The two-point secant idea
Newton's method requires f'(x). When the derivative is unknown, expensive, or undefined, you can approximate it from two recent function values:
f'(x_n) ≈ (f(x_n) − f(x_{n-1})) / (x_n − x_{n-1})
Plug this approximation into Newton's update x_{n+1} = x_n − f(x_n)/f'(x_n) and you get the secant iteration:
x_{n+1} = x_n − f(x_n) · (x_n − x_{n-1}) / (f(x_n) − f(x_{n-1}))
Geometrically: draw the secant line through (x_{n-1}, f(x_{n-1})) and (x_n, f(x_n)). It crosses the x-axis at x_{n+1}. Then slide the window — drop x_{n-1}, keep x_n, and use x_{n+1} as the new latest point. Each step needs one new function evaluation (for f(x_{n+1})); the old value f(x_n) gets reused.
Why the order is the golden ratio
Let r be a simple root and e_n = x_n − r the error at iteration n. Taylor-expand f around r and substitute into the iteration formula. After algebra, the error obeys
e_{n+1} ≈ C · e_n · e_{n-1} where C = f''(r) / (2 f'(r))
Assume convergence at some power p: |e_n| ∼ A |e_{n-1}|^p.
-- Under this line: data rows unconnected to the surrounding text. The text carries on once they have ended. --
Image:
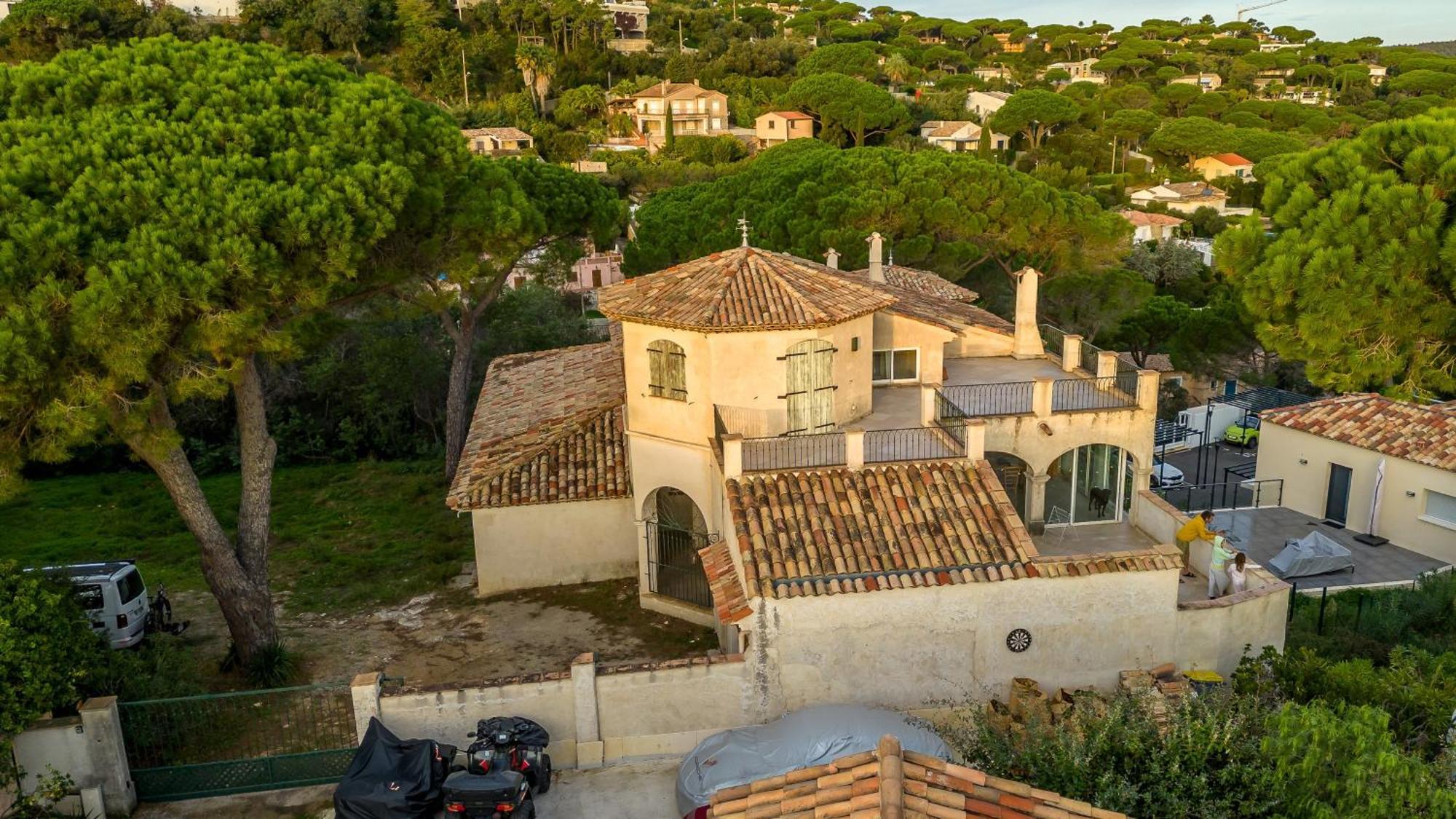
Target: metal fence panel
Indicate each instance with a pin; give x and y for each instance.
(245, 740)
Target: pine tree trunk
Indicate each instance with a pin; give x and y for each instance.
(458, 395)
(238, 583)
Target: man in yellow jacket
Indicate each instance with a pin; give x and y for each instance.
(1198, 528)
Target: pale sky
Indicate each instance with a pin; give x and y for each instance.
(1400, 23)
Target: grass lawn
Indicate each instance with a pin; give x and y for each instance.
(346, 535)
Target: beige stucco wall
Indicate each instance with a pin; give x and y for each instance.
(908, 647)
(1307, 487)
(901, 333)
(523, 547)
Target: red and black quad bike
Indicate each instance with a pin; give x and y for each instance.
(505, 765)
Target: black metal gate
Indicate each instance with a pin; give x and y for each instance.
(245, 740)
(675, 570)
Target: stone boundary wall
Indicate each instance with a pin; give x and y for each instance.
(595, 713)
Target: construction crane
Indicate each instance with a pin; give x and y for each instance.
(1240, 14)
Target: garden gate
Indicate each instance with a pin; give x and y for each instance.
(245, 740)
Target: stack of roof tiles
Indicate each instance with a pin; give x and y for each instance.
(1400, 429)
(548, 427)
(890, 783)
(742, 289)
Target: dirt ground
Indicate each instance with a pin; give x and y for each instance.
(451, 636)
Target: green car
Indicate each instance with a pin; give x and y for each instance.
(1244, 433)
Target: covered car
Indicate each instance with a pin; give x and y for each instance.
(1313, 554)
(392, 778)
(813, 736)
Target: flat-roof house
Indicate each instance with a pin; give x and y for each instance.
(778, 127)
(1224, 165)
(985, 103)
(960, 136)
(1206, 82)
(809, 458)
(1369, 464)
(1151, 226)
(695, 111)
(1184, 197)
(497, 142)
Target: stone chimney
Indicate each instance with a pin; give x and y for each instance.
(1029, 339)
(877, 254)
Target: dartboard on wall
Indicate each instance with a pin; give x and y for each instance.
(1018, 640)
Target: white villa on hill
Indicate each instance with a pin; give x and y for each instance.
(815, 459)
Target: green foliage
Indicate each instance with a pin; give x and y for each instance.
(940, 210)
(847, 107)
(1359, 279)
(47, 646)
(1343, 762)
(1034, 113)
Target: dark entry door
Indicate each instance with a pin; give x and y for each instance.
(1337, 499)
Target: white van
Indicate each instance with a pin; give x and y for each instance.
(113, 596)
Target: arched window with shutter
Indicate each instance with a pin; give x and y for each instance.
(668, 371)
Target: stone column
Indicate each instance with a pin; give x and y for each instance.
(1042, 397)
(1029, 337)
(1037, 505)
(1071, 353)
(589, 727)
(1148, 389)
(855, 448)
(366, 700)
(733, 455)
(976, 439)
(101, 723)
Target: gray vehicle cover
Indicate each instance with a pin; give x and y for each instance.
(1313, 554)
(806, 737)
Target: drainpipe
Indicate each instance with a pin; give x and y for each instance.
(877, 254)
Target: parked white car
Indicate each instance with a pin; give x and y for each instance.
(114, 598)
(1167, 475)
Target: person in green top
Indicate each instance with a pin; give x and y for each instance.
(1219, 567)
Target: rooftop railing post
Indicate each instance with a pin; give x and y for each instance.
(733, 455)
(855, 448)
(1042, 397)
(976, 439)
(1071, 353)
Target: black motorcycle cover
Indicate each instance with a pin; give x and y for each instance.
(528, 732)
(391, 778)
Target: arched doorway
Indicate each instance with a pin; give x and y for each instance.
(1016, 477)
(810, 387)
(676, 529)
(1090, 484)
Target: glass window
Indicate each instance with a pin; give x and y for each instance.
(1441, 506)
(130, 586)
(896, 365)
(668, 371)
(90, 598)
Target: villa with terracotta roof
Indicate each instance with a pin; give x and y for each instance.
(816, 461)
(1337, 455)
Then |e_{n+1}| ∼ A |e_n|^p, and substituting into the error relation:
A |e_n|^p ∼ C · |e_n| · |e_{n-1}|
Using |e_{n-1}| ∼ |e_n|^{1/p} from the assumption and substituting:
|e_n|^p ∼ |e_n| · |e_n|^{1/p} = |e_n|^{1 + 1/p}
Equating exponents: p = 1 + 1/p, i.e. p² − p − 1 = 0. The positive root is
p = (1 + √5) / 2 = φ ≈ 1.6180339887...
The same characteristic equation that produces the Fibonacci sequence controls the convergence of secant iteration — both descend from the recurrence relation x_n = x_{n-1} + x_{n-2}. So secant's error at iteration n+1 is roughly the (1.618)-th power of e_n: better than linear (where p = 1), worse than quadratic (p = 2), but per evaluation often the best you can do without derivatives.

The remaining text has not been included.